Exemption of Income from Sale of Crypto-assets in the Czech Republic
European Regulation 2023/1114 on markets in crypto-assets (MiCA or the Markets in Crypto-assets Regulation) represents a major breakthrough in the regulation of the cryptocurrency market by the European Union. The regulation was approved in 2023 and aims to create a regulated framework for the provision and offering of services related to selected crypto-assets and investor protection in EU Member States. The Czech Republic recently implemented the regulation into its legal system and in this context it also adopted tax regulation of crypto-assets for the first time in its history.
The taxation of crypto-assets was not previously specifically regulated in the Czech Republic, so income from the sale of crypto-assets was always taxed regardless of the investor, the period crypto-assets were held for and the amount of income from their sale.
An amendment to the Income Taxes Act effective as of 15 February 2025 provides two options for the exemption of income from the sale of crypto-assets for natural persons – non-entrepreneurs and thus puts crypto-assets on the same level as securities in this respect.

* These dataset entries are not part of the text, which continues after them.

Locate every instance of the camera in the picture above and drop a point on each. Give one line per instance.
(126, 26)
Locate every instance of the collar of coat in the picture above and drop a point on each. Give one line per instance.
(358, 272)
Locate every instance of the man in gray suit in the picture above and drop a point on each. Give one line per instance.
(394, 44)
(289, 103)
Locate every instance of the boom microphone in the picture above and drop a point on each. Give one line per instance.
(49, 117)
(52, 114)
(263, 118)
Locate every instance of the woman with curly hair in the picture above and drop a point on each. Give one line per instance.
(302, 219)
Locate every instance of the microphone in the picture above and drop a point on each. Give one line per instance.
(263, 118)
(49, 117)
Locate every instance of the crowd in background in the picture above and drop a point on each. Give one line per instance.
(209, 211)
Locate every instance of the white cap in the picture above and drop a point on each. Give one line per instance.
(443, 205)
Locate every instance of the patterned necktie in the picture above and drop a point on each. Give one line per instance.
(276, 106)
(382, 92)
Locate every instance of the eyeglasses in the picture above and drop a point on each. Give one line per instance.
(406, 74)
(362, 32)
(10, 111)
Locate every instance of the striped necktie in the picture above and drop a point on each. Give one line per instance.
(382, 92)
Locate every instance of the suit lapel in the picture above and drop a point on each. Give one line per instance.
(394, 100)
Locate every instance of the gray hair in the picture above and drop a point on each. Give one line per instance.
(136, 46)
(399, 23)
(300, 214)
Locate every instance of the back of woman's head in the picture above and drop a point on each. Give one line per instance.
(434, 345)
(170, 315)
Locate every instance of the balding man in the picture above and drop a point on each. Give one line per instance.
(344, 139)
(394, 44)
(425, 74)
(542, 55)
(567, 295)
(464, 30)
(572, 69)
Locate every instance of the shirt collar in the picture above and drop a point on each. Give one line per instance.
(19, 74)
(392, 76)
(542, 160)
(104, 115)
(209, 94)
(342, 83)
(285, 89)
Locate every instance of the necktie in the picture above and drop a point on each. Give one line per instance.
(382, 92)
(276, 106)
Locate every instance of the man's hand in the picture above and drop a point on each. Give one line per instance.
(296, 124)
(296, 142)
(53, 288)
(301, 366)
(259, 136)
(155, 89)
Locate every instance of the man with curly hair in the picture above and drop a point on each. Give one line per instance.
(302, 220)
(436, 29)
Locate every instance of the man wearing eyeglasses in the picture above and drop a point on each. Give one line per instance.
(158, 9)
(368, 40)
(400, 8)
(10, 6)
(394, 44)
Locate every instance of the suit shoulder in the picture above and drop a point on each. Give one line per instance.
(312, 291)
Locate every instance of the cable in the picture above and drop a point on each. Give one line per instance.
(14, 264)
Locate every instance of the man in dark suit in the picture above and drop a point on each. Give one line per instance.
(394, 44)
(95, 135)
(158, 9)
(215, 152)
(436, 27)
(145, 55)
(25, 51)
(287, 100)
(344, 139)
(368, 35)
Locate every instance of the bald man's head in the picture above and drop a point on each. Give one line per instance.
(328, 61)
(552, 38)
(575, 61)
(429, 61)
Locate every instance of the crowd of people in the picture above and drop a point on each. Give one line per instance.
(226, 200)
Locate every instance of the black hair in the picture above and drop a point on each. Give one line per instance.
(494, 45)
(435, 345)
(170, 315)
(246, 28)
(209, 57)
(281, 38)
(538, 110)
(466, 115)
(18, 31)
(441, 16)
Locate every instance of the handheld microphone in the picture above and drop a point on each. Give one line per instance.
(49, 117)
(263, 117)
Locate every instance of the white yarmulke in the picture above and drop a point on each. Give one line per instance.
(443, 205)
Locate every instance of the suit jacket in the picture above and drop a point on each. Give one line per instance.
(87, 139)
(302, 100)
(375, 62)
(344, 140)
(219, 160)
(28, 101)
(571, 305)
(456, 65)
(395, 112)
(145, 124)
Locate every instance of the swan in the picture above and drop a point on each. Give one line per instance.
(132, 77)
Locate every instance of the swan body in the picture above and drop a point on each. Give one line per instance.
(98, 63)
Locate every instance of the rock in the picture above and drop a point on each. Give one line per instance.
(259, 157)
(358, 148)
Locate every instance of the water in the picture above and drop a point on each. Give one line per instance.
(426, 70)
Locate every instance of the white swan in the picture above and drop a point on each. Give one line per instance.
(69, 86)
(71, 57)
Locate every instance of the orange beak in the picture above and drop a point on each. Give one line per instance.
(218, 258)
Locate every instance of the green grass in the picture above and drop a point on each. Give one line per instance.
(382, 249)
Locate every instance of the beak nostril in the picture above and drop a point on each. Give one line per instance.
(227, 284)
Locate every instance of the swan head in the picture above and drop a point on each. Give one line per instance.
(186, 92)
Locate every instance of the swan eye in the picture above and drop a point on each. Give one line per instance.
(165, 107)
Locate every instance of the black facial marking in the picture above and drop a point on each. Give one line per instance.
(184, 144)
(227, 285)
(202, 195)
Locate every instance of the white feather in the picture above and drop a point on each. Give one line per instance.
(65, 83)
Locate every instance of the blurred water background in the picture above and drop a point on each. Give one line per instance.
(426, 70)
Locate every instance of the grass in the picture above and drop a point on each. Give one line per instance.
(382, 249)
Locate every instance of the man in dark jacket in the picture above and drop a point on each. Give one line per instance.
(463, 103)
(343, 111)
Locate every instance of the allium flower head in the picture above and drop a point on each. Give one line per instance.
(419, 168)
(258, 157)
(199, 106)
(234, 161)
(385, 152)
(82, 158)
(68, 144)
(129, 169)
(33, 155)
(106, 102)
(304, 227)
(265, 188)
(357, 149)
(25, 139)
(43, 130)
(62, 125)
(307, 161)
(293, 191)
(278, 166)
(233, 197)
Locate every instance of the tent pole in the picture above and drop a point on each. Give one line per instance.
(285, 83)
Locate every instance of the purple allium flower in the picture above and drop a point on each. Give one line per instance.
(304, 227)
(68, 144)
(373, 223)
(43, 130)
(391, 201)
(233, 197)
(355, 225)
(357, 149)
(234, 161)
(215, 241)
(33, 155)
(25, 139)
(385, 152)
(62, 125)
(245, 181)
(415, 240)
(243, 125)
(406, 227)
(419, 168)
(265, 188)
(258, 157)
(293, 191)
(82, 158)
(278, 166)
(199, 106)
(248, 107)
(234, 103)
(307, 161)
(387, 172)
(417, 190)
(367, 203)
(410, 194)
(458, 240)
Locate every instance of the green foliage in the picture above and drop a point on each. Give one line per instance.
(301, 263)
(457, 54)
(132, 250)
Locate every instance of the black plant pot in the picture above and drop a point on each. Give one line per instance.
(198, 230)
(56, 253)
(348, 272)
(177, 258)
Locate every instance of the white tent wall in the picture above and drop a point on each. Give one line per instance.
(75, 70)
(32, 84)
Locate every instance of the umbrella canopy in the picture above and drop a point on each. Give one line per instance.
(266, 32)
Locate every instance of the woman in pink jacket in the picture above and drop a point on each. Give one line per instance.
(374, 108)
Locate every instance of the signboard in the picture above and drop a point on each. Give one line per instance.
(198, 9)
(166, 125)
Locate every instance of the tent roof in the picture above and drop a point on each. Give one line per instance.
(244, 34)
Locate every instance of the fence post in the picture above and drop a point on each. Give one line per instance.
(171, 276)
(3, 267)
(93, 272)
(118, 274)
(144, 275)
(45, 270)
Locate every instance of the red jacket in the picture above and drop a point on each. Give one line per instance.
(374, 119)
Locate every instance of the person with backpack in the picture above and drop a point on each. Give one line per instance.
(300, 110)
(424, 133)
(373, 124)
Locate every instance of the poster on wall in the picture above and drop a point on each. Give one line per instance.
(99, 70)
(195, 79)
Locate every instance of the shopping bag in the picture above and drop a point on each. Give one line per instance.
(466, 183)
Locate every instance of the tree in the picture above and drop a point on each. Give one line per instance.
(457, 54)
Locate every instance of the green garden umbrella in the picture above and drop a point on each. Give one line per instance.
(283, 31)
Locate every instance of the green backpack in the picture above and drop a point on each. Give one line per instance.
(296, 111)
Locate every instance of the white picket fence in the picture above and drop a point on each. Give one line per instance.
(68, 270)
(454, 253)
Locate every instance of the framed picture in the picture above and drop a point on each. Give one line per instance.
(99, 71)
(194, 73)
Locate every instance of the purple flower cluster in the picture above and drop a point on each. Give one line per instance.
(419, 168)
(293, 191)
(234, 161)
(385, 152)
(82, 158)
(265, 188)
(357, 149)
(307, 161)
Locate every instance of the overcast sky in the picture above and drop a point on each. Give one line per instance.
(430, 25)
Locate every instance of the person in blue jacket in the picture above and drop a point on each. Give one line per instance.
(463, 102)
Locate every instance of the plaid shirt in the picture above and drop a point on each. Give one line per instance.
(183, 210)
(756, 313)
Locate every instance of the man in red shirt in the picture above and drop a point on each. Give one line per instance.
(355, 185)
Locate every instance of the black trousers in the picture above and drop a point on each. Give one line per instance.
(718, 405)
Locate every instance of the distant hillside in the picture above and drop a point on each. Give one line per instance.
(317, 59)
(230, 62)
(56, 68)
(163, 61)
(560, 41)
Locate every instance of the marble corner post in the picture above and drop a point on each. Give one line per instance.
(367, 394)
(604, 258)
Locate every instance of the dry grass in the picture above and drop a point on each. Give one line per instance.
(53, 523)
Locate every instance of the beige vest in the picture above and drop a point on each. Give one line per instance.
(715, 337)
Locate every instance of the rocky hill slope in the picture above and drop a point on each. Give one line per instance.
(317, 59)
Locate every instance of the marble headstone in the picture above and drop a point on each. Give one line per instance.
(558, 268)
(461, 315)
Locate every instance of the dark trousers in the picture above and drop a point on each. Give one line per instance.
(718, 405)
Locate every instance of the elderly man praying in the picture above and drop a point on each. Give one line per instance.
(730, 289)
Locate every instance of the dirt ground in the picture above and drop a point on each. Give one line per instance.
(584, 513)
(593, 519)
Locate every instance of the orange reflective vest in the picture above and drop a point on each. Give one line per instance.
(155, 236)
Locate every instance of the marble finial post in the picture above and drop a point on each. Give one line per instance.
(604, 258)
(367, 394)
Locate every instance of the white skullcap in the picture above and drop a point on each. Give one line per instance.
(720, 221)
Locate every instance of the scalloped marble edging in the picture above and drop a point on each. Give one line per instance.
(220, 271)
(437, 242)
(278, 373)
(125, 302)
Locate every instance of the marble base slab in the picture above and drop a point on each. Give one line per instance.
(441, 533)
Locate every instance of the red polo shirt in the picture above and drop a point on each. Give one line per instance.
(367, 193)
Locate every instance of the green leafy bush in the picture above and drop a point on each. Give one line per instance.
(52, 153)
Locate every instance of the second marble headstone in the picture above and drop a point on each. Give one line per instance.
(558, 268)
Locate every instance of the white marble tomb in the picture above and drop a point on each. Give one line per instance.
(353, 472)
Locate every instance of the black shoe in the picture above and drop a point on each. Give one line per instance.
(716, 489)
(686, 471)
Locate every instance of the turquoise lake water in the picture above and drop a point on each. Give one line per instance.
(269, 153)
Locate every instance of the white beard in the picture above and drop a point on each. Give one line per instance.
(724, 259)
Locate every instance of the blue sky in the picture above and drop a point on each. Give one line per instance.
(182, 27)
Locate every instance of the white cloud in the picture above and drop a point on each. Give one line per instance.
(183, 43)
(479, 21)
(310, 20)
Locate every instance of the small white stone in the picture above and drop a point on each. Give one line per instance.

However, the exemption only applies to crypto-assets not included in business assets. If crypto-assets are used in the course of business, income from their sale remains subject to standard taxation without any possibility of exemption.
Small investors will appreciate the introduction of a value limit of CZK 100 th of gross revenue from the sale of crypto-assets per year. Provided an investor does not exceed this annual limit, income from the sale of crypto-assets will be exempt from income tax.
In addition, income from the sale of crypto-assets held by an investor for more than three years is exempt. The exemption applies to total gross income from the sale of crypto-assets up to CZK 40 m. We would like to point out that the exemption threshold of CZK 40 m is now common for income from the sale of securities and crypto-assets.
Another important change is that exchanging crypto-assets (for example, during a protocol update) does not interrupt the running of the exemption time test.
Income from the sale of crypto-assets may be realised on such form of crypto-assets that do not enjoy the benefits of the Income Taxes Act. We therefore recommend that you always check the type of asset in relation to taxes.
We would like to inform you that the new exemptions described above will unfortunately not be applicable to income from the sale of crypto-assets realised before the act’s effective date, i.e. before 14 February 2025.
Change to Time of Taxation of Employee Shares
There were several changes to the taxation of employee shares in the Czech Republic in 2024.
Income from an employee stock option plan has always been treated as employment income in the Czech Republic. The law specifies exactly when this income is to be taxed, and the payment of social security and health insurance contributions is linked to taxation.
It is the moment of taxation that changed in 2024; it shifted to the future, as the legislation introduced the principle of “no tax before cash”. Therefore, taxes were to be paid on shares received in 2024 and thereafter in most cases only when an employee monetized his/her shares and had the means to pay for them. However, in practice, this principle brought significant problems of registration and, in particular, interpretation, primarily for employees changing their tax domicile.
At the same time, a legislative oversight led to a situation where the deferral of taxation did not apply in the first half of 2024 to health and social insurance. This meant that income from a stock plan was not taxed for an employee, but insurance premiums had to be paid on it. The payment of tax and insurance premiums was only unified on 1 July 2024.
An amendment to the act currently before the Senate brings back the original taxation rules, i.e. tax and insurance premiums should be paid again at the moment shares are received. The old rules can be applied retrospectively for 2024 and part of 2025 before the amendment’s effective date.
The principle of deferred taxation and payment of insurance premiums will remain in the act, but only as a voluntary option for an employer. It will have to inform its tax administrator of the choice of scheme, for the first time by the end of the second month following the amendment’s entry into force.
The amendment was originally planned to take effect on 1 January 2025, but due to the drawn-out legislative process, it will not take effect until after the start of 2025, on the first day of the first calendar month following the date of the act’s publication in the Collection of Laws.
The expected Methodological Instruction of the General Financial Directorate should remove the interpretation ambiguities related in particular to settlement for 2024 and part of 2025 and the Czech Social Security Administration should also comment on the issue of insurance premiums. We will continue to monitor the situation.